From this we can draw out the explanation of what a zeitgeist - literally time-spirit - actually is. A zeitgeist is a time-dependent egregore, comprised of all the souls that make up a particular generation or set of closely related generations. A zeitgeist therefore emerges when that generation emerges and starts to express its distinct worldview, and then slowly fades and dies as that generation ages, thins out, and finally becomes extinct. Once the egregore dies then so, slowly, does its worldview die with it, including its unique slant on art, politics, personal relationships, and morality, among many other things. For example, as a child in the 1970's the Edwardian zeitgeist was still very active and common to experience. This was especially notable in children's television, in which many programmes had a distinctively Edwardian flavour, such as Bagpuss, Andy Pandy and Ivor The Engine. It was obvious to me, even at a very young age, that the people who made these programmes had a far more sentimental and indulgent sensibility than my own comparatively modern and efficient parents. The first three Dr. Who's were all essentially Edwardian gentlemen, especially Jon Pertwee with his antique car Bessie. Then there was Vision On's eccentric inventor Wilf Lunn with his waxed moustache and excessive use of ornamental brass fitments. Indeed, a big part of the magic of Seventies kids' TV was that it was anything but contemporary - everything seemed to be a precious relic from an age that was already flickering out. There was plenty of Edwardianism on adult television too, with dramas such as Upstairs, Downstairs and The Duchess of Duke Street, and Leonard Sachs' thesaurus-busting introductions to The Good Old Days. There were Edwardian films a-plenty most obviously with The Railway Children, Chitty-Chitty Bang-Bang and Those Magnificent Men In Their Flying Machines, but also those long-forgotten Doug McClure films such as At the Earth's Core and The Land That Time Forgot. There was a time when the presence of Doug McClure in a film cast was the absolute guarantee of cinematic excellence for every schoolkid, although the collective memory of this period was effectively wiped clean by the final disappearance of Edwardianism and the emergence of Star Wars.
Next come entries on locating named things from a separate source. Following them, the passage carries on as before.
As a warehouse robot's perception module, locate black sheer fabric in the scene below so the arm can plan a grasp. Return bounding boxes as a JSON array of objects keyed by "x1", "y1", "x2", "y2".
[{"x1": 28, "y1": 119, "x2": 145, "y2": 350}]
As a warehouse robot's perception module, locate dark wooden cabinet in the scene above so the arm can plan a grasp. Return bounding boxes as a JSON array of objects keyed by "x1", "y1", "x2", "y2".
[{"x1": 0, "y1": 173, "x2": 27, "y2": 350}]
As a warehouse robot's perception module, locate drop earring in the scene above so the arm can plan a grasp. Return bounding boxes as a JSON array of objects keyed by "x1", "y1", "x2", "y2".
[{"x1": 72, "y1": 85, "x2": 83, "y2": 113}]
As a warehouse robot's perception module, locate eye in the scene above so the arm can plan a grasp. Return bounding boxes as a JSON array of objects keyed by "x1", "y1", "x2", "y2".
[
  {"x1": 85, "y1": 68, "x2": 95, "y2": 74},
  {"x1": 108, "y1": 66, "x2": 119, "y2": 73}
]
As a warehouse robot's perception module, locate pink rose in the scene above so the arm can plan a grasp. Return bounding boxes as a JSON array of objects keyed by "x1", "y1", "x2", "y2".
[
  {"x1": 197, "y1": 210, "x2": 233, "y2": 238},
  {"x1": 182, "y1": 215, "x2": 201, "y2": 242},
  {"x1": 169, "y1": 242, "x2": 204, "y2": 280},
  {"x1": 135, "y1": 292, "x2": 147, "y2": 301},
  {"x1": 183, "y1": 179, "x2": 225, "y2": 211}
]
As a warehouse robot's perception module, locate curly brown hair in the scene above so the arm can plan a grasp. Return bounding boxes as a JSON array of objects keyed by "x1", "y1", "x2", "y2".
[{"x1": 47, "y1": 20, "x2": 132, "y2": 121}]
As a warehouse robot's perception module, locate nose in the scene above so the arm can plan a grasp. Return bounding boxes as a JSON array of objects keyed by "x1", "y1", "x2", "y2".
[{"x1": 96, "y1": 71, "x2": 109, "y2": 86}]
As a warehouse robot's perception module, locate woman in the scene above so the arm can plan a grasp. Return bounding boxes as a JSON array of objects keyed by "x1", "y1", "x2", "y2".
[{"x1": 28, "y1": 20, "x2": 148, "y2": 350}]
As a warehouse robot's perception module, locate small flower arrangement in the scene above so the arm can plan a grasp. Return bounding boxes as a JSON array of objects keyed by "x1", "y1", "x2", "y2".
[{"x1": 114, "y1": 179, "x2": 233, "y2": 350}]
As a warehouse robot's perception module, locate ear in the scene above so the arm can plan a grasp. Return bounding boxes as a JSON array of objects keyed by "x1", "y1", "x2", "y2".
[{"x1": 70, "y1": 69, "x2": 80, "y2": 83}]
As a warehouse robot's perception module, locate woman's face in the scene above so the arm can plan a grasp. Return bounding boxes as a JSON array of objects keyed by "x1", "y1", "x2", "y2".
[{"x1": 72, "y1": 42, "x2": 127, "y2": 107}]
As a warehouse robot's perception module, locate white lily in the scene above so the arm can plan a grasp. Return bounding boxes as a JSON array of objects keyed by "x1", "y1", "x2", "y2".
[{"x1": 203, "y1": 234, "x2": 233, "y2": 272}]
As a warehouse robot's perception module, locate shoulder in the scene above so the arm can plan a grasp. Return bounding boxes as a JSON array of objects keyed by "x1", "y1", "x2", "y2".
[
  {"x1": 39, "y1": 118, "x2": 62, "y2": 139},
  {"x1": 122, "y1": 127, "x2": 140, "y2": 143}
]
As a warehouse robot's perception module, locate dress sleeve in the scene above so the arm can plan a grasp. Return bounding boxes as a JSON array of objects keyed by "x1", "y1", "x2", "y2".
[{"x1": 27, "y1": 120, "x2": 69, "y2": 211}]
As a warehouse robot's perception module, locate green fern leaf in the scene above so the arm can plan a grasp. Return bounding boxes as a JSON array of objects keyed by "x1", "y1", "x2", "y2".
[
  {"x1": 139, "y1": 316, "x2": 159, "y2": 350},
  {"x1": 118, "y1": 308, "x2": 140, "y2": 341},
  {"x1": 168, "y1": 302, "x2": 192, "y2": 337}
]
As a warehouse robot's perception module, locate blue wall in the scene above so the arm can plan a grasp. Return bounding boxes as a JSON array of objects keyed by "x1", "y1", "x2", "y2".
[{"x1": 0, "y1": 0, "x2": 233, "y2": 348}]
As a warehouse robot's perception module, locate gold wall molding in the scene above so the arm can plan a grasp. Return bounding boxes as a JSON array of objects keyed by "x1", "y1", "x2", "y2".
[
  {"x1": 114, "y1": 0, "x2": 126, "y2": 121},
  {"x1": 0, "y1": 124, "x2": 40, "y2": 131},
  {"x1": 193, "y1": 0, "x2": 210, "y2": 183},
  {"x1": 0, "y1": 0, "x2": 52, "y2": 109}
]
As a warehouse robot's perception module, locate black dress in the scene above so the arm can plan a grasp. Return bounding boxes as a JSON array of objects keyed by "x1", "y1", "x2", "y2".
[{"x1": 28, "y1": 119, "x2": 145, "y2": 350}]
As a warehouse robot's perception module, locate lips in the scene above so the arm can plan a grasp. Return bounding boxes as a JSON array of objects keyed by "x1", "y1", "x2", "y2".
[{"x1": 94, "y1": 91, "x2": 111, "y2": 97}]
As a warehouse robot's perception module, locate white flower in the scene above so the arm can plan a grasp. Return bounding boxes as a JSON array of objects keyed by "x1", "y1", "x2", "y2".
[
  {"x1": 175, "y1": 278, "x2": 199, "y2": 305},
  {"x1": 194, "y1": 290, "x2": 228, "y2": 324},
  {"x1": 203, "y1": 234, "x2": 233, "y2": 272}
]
And this is why death is important. As a generation dies off, and particularly as its most notable and lauded members expire, so to a large extent do the values and beliefs constituted in its egregore. And so as the baby boomers die, so too does the zeitgeist that they created. Their world will still be seen, like that of the Edwardians, preserved in photographs, films and music, but it will no longer be able to be felt. And when generations like mine who were at the tail end of "the rock'n' roll years", and could still divine some of its yearnings, also disappear then the whole era will seem strange, perhaps even unfathomable. This is already happening with the cultural minutiae of the era - who nowadays cares about Oz magazine? Or Fat Freddie's Cat?, or Victor Spinetti? But I also suspect that even the most highly regarded post-war popular music, from The Beatles to Jimi Hendrix to Miles Davis, will eventually lie neglected - not because it succumbs to harsh critical re-evaluation, or falls foul of changing morals, but simply because it becomes incomprehensible, that the yearnings that it expressed are no longer felt or understood.
The death of David Bowie in 2016 was not only important culturally, but also politically, and it was not entirely coincidental to the results of the EU referendum and the US presidential election, as well as other seemingly more minor political events. Bowie, with his libidinal, liberatory energy, occupied a key position in the collective egregore of post-war popular culture, and was irreplaceable once he was gone. And so the rise of nationalist populism is to a certain degree a consequence of the eclipse of the idealist, utopian egregore that arose in the generations born in the aftermath of World War II. Progressive liberalism in the USA is nowadays largely a rearguard action that is trying to rekindle the dwindling flame of the Civil Rights era. One of the big problems of the "Marxist-Lennonism" of the British left is that its utopian vision of a world transformed is, far from being a vision of the future, rather an attempt to hold on to the dying post-war egregore. Today's progressives are still betrothed to the 20th Century and its transformative social ideals, while the formless waters of the 21st Century, inscrutable and treacherous, slowly lap in around them.